I quickly realized I had purchased the incorrect flour. Damn. I bought T45 (it said all-purpose), when I needed T65. What I thought was baking powder (levure chimique) was actually yeast (hey – I know it came in tiny packets [like yeast], but Google Translate said it was baking powder and it wouldn’t be the strangest thing I’ve encountered). He confirmed chocolate chips do not (in fact) exist outside of TINY packages for big money. But the most fascinating detail of all was where to find baking soda: the pharmacy. And not just on any shelf in the pharmacy. You have to ask a pharmacist for the bicarbonate soda at the desk and they’ll go get it from the back.
Armed with this knowledge, I set out to my first pharmacy down the block. I walked in and said, “Bonjour! Je cherche le bicarbonate de soude, s’il vous plait.” The woman looked at me very funny. Her response was, “Pour vos dents?” while motioning toward her teeth with her finger. My response, “Non, pour cuisiner.” Then I gave sort of a shoulder shrug and a smile. She disappeared and then came back and said, “We’re out.” in English. Humph.

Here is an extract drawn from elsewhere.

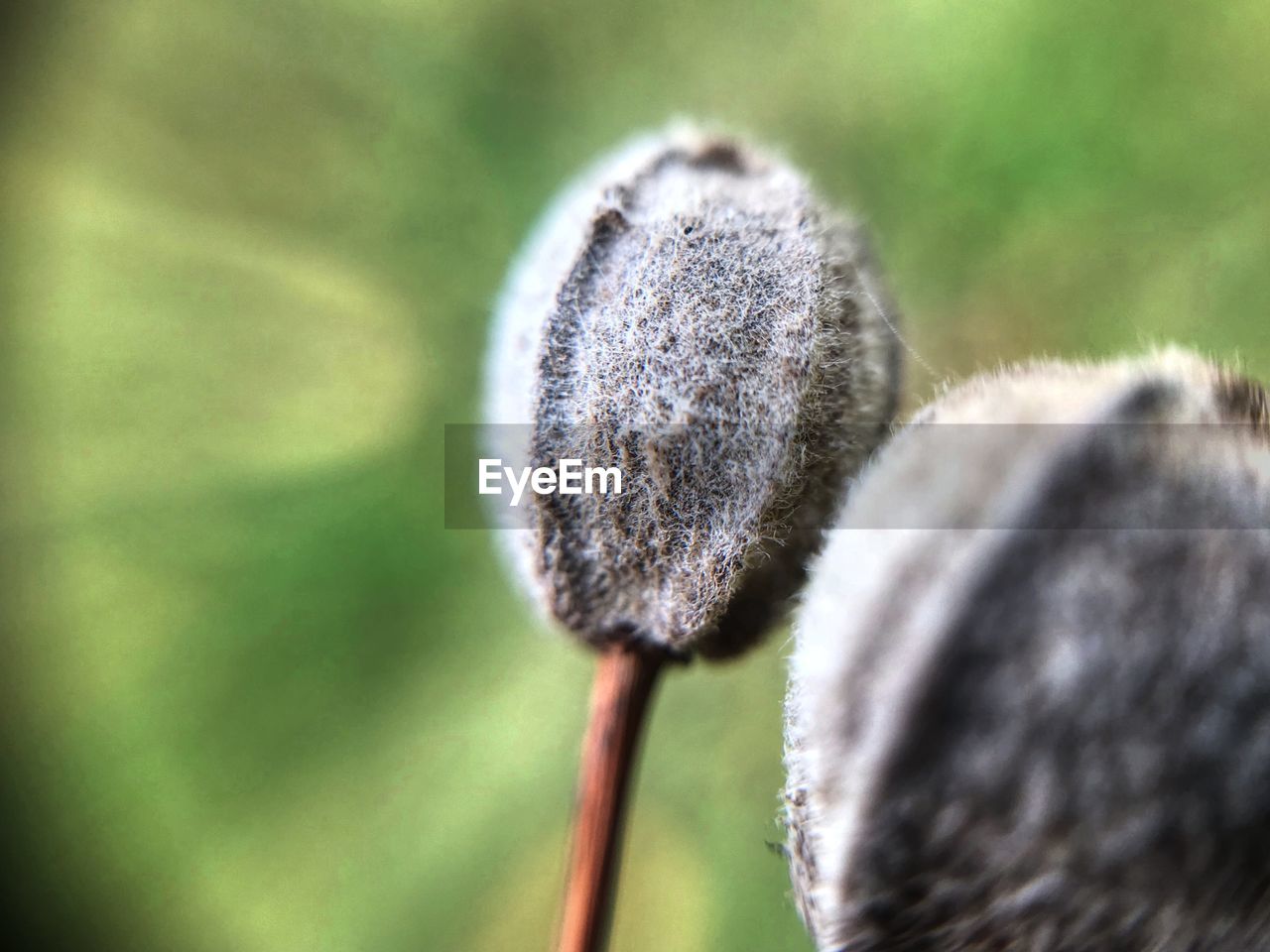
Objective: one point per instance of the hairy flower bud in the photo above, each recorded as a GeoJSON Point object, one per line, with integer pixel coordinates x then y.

The specialty cake store was between that pharmacy and the next one. So, I stopped in there, first. I wandered through the aisles trying to decipher what all the ingredients entailed. A gentleman approached me, “Bonjour, Madam!” We had a quick exchange and he began to speak English and directed me to the vanilla extract. “Super!” I exclaimed. Then I said, “Bicarbonate de soudre?” He looked very confused and then took me over to the baking powder, “Parfait! Merci beaucoup!” I exclaimed. Then he also directed me to the pipettes to substitute for my chocolate chips. He said, “These will be best.” My French is definitely not good, and most French begin speaking in English (if they know any) once they realize I speak English. However, I continue to respond in my limited French vocabulary with the gusto of a child in a candy store.
Now, onward to my second pharmacy in search of the baking soda. I had a similar interaction as the time before. However, there was a great deal of back and forth regarding baking soda for your teeth and for cooking. They also looked at me like I was insane for wanting to use it in cooking. After about 5 minutes, the clerk went into a back room and returned with my baking soda. “Merci beaucoup! Au revoir! Bonjourne!”
All of my ingredients, finally assembled. It only took trips to 4 stores and one Google search. Chocolate chip cookies would be in my immediate future. Also, how funny is that brown sugar packaging? What a happy cupcake.
I made the cookies this afternoon (main photo), and they turned out OK. They don’t really taste like chocolate chip cookies. They taste kinda caramel-y and sugary. Almost wafer-esq. I think I’ll have to play around with the sugar ratio and try it again.
Perfect, French chocolate chip cookie, here I come!